If you ever wondered how astronauts go about their spacewalks and perform crucial mechanical duties at the International Space Station (ISS), then the National Aeronautics and Space Administration’s (NASA) recent Tweet can give you an idea. French astronaut Thomas Pesquet from the European Space Agency (ESA) along with NASA’s Shane Kimbrough was seen installing a solar array in the 36-second video shared by NASA on Twitter on Thursday. As Thomas and Shane worked on upgrading the power supply of the ISS, they were seen orbiting the blue planet at 410 kilometres above the earth. The latest spacewalk focused on installing the second series of the six roll-out solar arrays (iROSA) which arrived on a SpaceX Dragon cargo ship earlier this month. The first iROSA were installed by the ISS astronauts earlier this week.

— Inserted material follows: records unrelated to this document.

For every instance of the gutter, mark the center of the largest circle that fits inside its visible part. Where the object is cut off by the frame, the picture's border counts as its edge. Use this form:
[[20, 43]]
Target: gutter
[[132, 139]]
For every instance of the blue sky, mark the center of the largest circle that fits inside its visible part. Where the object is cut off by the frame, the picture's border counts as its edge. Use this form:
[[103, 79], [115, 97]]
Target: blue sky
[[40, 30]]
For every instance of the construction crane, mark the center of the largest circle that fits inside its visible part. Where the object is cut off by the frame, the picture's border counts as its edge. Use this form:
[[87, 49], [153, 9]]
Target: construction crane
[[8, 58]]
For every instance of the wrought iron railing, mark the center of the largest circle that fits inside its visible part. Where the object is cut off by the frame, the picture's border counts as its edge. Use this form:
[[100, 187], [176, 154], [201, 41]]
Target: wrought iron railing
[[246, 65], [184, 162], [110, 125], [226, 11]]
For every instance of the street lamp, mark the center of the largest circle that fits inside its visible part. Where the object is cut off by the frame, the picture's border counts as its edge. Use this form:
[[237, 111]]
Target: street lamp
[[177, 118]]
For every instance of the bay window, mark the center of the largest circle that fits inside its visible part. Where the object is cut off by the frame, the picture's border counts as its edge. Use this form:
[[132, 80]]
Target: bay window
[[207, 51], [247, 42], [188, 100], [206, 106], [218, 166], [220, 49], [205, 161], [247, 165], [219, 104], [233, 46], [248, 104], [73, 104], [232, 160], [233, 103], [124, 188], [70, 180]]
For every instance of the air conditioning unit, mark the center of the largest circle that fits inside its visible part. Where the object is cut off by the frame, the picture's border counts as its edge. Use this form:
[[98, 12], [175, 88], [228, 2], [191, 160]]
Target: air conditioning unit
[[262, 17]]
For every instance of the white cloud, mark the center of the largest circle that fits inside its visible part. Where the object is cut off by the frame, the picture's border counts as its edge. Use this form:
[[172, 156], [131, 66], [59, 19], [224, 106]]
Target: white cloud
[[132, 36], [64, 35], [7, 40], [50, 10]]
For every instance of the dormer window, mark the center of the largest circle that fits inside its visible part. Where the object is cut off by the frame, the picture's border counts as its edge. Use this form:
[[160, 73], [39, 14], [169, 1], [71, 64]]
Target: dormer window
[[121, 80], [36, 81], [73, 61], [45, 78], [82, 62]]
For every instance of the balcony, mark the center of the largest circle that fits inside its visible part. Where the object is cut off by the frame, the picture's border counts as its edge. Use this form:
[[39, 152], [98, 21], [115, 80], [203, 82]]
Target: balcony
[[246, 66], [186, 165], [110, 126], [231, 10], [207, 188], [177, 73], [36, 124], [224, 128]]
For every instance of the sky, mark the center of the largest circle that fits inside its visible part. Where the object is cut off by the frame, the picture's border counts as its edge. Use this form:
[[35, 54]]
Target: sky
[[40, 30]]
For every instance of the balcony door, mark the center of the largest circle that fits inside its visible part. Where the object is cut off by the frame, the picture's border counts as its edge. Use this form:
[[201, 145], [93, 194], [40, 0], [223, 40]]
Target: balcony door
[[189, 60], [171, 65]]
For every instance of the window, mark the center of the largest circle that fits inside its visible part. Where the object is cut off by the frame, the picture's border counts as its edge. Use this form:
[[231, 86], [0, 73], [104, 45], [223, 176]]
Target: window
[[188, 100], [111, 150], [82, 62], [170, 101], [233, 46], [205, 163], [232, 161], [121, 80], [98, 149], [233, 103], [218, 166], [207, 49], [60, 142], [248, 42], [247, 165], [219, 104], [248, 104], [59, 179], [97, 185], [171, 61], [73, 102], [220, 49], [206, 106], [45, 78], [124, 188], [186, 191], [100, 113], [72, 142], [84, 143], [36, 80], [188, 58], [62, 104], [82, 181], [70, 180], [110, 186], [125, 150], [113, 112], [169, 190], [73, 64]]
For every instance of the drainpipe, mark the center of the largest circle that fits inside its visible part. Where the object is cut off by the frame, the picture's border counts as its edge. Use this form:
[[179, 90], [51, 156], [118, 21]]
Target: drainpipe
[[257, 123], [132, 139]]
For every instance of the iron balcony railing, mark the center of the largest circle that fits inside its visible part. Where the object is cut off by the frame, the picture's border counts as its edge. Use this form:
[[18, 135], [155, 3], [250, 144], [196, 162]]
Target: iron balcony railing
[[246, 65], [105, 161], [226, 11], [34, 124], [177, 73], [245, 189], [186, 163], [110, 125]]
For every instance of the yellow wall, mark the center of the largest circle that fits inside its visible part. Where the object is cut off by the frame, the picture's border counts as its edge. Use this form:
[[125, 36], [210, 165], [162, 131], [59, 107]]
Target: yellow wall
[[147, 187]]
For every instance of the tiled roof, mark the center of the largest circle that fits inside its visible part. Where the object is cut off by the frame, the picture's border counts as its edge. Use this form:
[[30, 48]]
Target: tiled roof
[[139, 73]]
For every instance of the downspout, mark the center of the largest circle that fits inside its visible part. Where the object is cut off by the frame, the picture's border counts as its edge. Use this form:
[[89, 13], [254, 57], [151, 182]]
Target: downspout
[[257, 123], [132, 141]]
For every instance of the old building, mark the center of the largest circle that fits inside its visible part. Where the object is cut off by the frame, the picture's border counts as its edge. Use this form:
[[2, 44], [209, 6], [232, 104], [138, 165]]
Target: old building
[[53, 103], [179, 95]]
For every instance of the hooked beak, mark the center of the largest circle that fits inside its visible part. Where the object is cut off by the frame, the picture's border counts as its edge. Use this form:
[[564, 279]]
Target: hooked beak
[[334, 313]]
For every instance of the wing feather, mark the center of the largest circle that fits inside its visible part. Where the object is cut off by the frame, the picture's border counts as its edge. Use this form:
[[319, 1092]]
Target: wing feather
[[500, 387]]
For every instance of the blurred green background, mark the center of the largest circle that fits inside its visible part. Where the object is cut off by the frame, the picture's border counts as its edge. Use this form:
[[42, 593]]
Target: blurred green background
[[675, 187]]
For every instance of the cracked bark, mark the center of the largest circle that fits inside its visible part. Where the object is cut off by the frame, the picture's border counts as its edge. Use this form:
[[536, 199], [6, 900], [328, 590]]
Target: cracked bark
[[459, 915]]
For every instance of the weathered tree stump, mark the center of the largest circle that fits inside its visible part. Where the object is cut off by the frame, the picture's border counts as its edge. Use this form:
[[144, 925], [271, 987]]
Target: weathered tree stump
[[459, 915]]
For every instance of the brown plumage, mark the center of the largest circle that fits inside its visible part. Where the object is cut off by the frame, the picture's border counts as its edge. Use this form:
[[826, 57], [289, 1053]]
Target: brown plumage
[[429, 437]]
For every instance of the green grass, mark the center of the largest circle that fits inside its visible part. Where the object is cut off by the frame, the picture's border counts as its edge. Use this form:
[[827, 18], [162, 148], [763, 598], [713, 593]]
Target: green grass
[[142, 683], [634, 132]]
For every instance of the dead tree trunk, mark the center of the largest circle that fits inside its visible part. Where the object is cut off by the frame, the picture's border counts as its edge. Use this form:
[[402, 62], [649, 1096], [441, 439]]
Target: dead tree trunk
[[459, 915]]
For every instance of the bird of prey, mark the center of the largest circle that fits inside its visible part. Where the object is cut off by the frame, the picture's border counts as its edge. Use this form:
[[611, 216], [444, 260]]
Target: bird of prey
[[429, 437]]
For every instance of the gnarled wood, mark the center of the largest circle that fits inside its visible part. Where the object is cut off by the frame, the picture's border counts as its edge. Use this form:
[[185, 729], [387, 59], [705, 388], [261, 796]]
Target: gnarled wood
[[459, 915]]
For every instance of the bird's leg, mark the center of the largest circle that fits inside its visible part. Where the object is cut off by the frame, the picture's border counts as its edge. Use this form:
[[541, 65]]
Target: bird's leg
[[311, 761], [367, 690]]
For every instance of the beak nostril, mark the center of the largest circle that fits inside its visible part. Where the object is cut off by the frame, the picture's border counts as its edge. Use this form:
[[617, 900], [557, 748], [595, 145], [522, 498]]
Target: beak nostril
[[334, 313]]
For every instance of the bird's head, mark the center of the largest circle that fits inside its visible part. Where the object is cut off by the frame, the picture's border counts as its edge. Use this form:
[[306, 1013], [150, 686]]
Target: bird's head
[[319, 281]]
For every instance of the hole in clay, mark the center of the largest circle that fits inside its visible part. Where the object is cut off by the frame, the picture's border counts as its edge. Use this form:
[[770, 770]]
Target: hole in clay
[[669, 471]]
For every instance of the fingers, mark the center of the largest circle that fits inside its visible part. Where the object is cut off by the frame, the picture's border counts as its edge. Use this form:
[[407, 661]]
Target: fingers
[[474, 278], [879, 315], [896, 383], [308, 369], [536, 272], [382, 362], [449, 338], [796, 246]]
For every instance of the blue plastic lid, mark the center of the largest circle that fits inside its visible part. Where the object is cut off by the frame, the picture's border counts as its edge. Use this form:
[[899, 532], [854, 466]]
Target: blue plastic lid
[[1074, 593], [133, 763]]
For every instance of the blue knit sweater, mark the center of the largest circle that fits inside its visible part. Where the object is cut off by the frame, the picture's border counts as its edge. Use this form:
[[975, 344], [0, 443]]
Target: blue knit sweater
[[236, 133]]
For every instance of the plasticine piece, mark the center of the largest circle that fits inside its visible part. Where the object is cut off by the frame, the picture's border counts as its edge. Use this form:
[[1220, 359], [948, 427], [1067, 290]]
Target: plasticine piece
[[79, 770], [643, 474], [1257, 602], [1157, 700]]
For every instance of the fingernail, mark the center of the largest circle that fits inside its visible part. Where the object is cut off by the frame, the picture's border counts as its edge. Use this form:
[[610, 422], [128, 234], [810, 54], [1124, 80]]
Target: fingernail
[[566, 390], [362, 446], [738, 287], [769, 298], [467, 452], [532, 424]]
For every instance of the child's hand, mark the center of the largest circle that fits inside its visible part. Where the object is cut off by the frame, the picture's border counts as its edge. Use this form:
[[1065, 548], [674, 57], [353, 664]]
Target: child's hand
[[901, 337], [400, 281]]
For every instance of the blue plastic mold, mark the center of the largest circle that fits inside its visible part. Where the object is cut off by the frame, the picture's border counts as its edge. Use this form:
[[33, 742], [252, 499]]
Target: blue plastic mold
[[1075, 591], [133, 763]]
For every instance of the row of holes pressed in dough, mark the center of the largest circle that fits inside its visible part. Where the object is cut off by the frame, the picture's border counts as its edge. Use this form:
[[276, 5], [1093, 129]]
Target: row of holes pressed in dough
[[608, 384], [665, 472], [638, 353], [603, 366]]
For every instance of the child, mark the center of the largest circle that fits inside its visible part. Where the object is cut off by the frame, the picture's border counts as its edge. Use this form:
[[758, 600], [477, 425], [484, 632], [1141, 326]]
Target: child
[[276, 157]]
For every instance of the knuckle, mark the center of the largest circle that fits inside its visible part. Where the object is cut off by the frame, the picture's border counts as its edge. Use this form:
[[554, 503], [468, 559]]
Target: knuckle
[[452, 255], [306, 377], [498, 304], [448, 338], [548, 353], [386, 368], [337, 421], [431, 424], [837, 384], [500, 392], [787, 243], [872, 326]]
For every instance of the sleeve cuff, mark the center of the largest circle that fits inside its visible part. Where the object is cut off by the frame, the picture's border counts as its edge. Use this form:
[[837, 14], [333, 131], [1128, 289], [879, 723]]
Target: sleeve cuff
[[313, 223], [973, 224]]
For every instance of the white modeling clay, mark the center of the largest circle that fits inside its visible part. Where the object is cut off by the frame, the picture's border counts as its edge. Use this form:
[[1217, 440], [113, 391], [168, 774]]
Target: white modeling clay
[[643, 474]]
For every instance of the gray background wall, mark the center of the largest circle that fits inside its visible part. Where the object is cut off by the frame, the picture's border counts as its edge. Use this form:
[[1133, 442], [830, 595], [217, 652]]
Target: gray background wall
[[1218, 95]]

😎 How about that view? 255 miles (410 kilometers) above Earth, @Thom_Astro (suit with red stripes) and @Astro_Kimbrough continue making progress upgrading the @Space_Station's power supply. pic.twitter.com/KLBl4x2Qb9— NASA (@NASA) June 25, 2021
Solar arrays play a crucial role in the functioning of the ISS. The space station uses four pairs of solar arrays that absorb the sun’s energy to provide electrical power for the numerous research and science investigations conducted every day. They also provide the energy to continue the operations of the orbiting platform. The space station is the springboard to its ambitious Artemis missions to the Moon, which in turn will be utilised as a platform to test advanced technologies for human exploration of deep space and future missions to Mars, NASA reported
There are eight arrays currently capable of generating up to 160 kilowatts of power during orbital daytime, about half of which is stored in the station’s batteries for use while the station is not in sunlight.
Each new solar array will produce more than 20 kilowatts of electricity, eventually totalling 120 kilowatts of augmented power during orbital daytime. The remaining uncovered solar array pair and partially uncovered original arrays will continue to generate nearly 95 kilowatts of power for a total of up to 215 kilowatts of power available to support station operations once it is completed.